Il testimone Abdurrazaq Mukhtar Ahmed Abdulgader, ascoltato in aula, ha dichiarato che il giorno dell'incidente erano in sei: “Abbiamo fatto un pranzo di lavoro in un ristorante a Etiler. Dopo aver finito di mangiare, mentre i 6 amici volevano fare una passeggiata, io ero un po' più indietro. L'amico che camminava accanto a quello che è deceduto procedeva un po' più velocemente. Abbiamo sentito un forte boato. Poco più avanti rispetto al ristorante, sulla destra, ho sentito qualcuno gridare ‘Ali’. C'erano circa 20-25 metri di distanza tra noi e il luogo dell'incidente. Dal punto in cui il muro è crollato proveniva musica ad alto volume. Quando siamo arrivati vicino al nostro amico, un grosso masso gli era caduto sulla fronte ed era morto”.
RICHIESTA LA CONDANNA PER DOLO EVENTUALE
L'avvocato di parte civile, intervenendo in udienza, ha affermato che la perizia tecnica conferma che il muro crollato non era stato costruito a regola d'arte e ha chiesto che l'imputato Sivrioğlu venga condannato per dolo eventuale. È stato ribadito che il muro è sotto la responsabilità del Comune Metropolitano di Istanbul.
L'avvocato dell'imputato, difendendosi, ha sostenuto che il muro è sotto la responsabilità del Comune Metropolitano di Istanbul, che Sivrioğlu era un affittuario da soli 6 mesi e che il muro aveva 35 anni, chiedendo pertanto l'assoluzione del suo assistito.

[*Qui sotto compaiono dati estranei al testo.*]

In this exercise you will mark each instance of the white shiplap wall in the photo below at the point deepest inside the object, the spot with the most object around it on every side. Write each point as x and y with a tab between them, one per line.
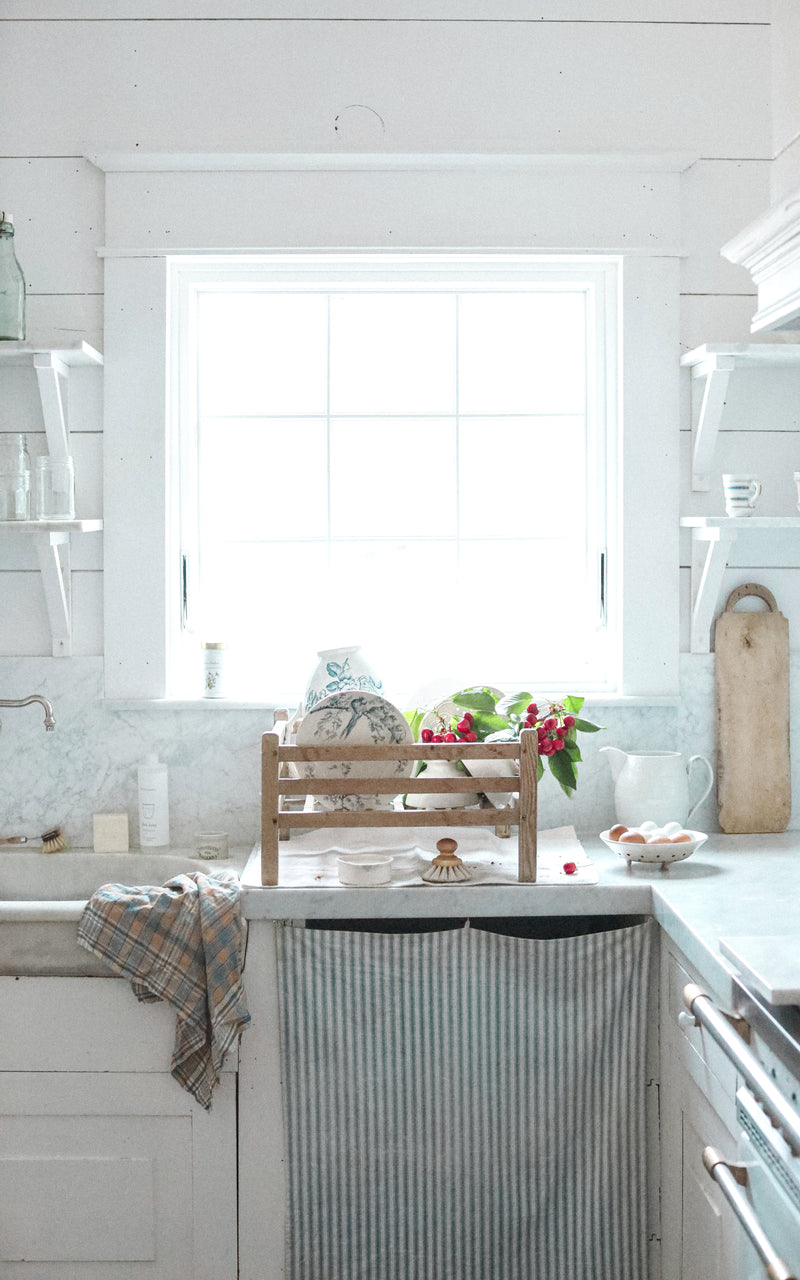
581	77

SARÀ PREPARATA LA REQUISITORIA
Il tribunale, nel pronunciare la decisione interlocutoria, ha disposto l'invio del fascicolo al Pubblico Ministero affinché prepari la requisitoria nel merito e ha rinviato l'udienza.
DALL'ATTO DI ACCUSA
Nell'atto di accusa preparato dalla Procura della Repubblica di Istanbul, si rileva che gli indagati Somer Sivrioğlu, Sakine Öçal, Gülay Kula, Sevinç Kula, Mehmet Levent Kula, Kazım Evirgen e Kadri Berk Cemal, pur essendo in una condizione tale da poter prevedere che il crollo del muro di cinta avrebbe potuto causare morti o feriti, hanno continuato a utilizzare e far utilizzare il muro senza ottenere le necessarie autorizzazioni e senza far eseguire interventi di manutenzione, ristrutturazione, riparazione o consolidamento.
È stato riferito che, se fossero stati eseguiti i lavori di ristrutturazione e riparazione, il muro non sarebbe crollato.

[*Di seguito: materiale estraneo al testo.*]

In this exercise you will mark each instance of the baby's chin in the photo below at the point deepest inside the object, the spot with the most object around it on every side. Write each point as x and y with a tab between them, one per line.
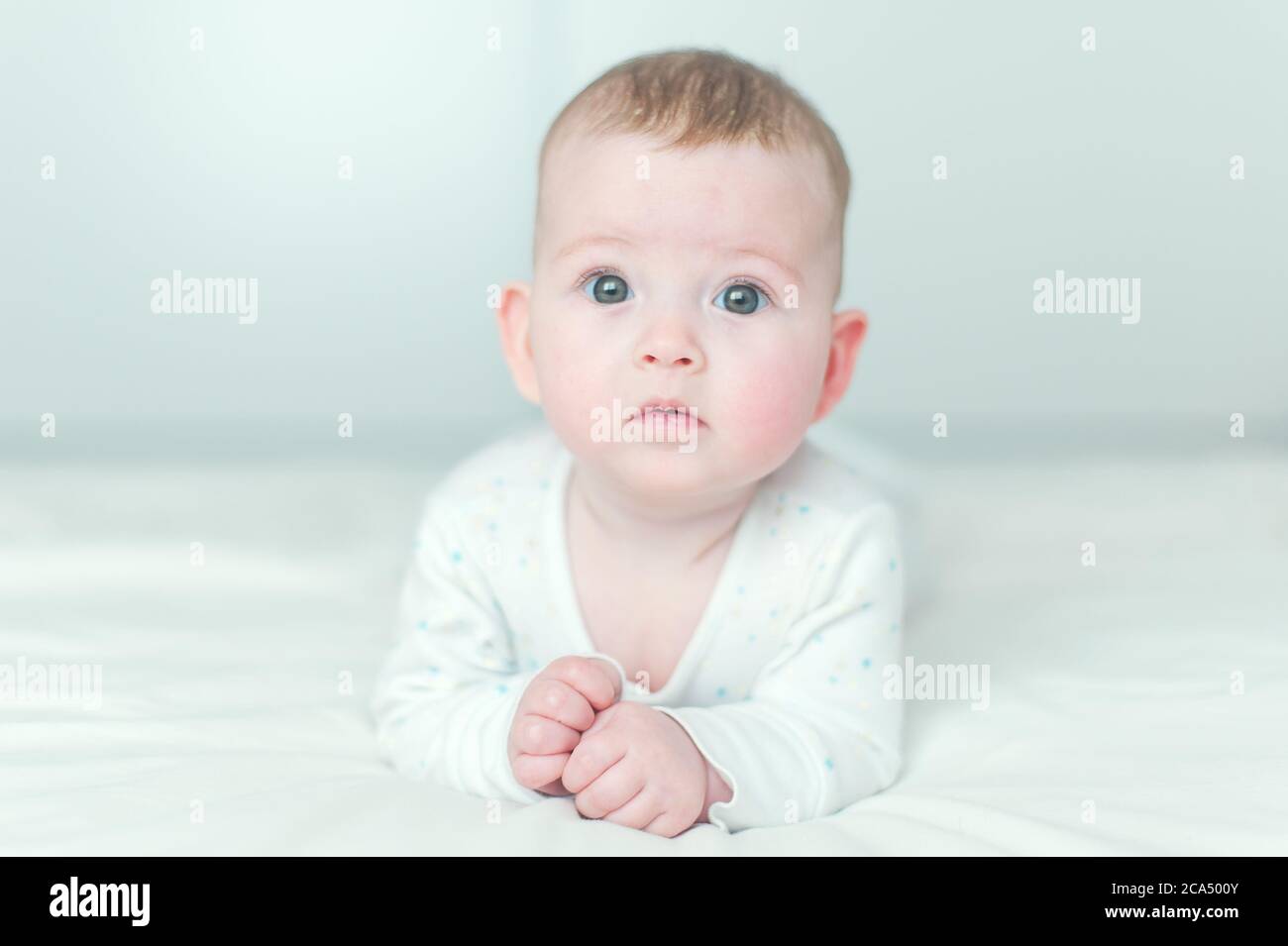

Nell'atto di accusa, in cui si afferma che il muro non sarebbe crollato se gli indagati avessero provveduto alla ristrutturazione e alla riparazione in conformità con la normativa vigente, la scienza e la tecnica, si sottolinea che, a causa della loro condotta contraria agli obblighi di attenzione e diligenza, hanno causato il ferimento di Baha Eddin Ali Hafez Shanableh e la morte di Ahmad Muhammed Salem Lubbad.

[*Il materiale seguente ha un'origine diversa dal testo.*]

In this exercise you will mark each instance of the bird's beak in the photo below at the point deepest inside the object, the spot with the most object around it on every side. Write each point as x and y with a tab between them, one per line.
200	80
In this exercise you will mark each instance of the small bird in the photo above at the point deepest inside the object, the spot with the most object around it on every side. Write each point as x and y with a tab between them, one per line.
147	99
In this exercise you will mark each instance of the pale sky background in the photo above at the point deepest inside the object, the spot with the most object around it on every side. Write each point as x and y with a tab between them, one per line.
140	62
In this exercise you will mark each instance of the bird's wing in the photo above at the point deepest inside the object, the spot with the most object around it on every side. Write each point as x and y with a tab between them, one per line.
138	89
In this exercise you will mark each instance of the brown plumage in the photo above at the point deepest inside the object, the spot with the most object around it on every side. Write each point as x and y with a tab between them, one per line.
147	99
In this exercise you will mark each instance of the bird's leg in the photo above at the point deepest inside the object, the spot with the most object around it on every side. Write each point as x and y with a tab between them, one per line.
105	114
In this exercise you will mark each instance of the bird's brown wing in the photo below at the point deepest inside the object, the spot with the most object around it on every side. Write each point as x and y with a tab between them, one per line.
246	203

Nell'atto di accusa è stata richiesta la condanna degli indagati Somer Sivrioğlu, Sakine Öçal, Gülay Kula, Sevinç Kula, Mehmet Levent Kula, Kazım Evirgen e Kadri Berk Cemal per il reato di “causazione di morte e lesioni per colpa cosciente”, con pene detentive variabili da 2 anni e 8 mesi fino a 22 anni e mezzo ciascuno.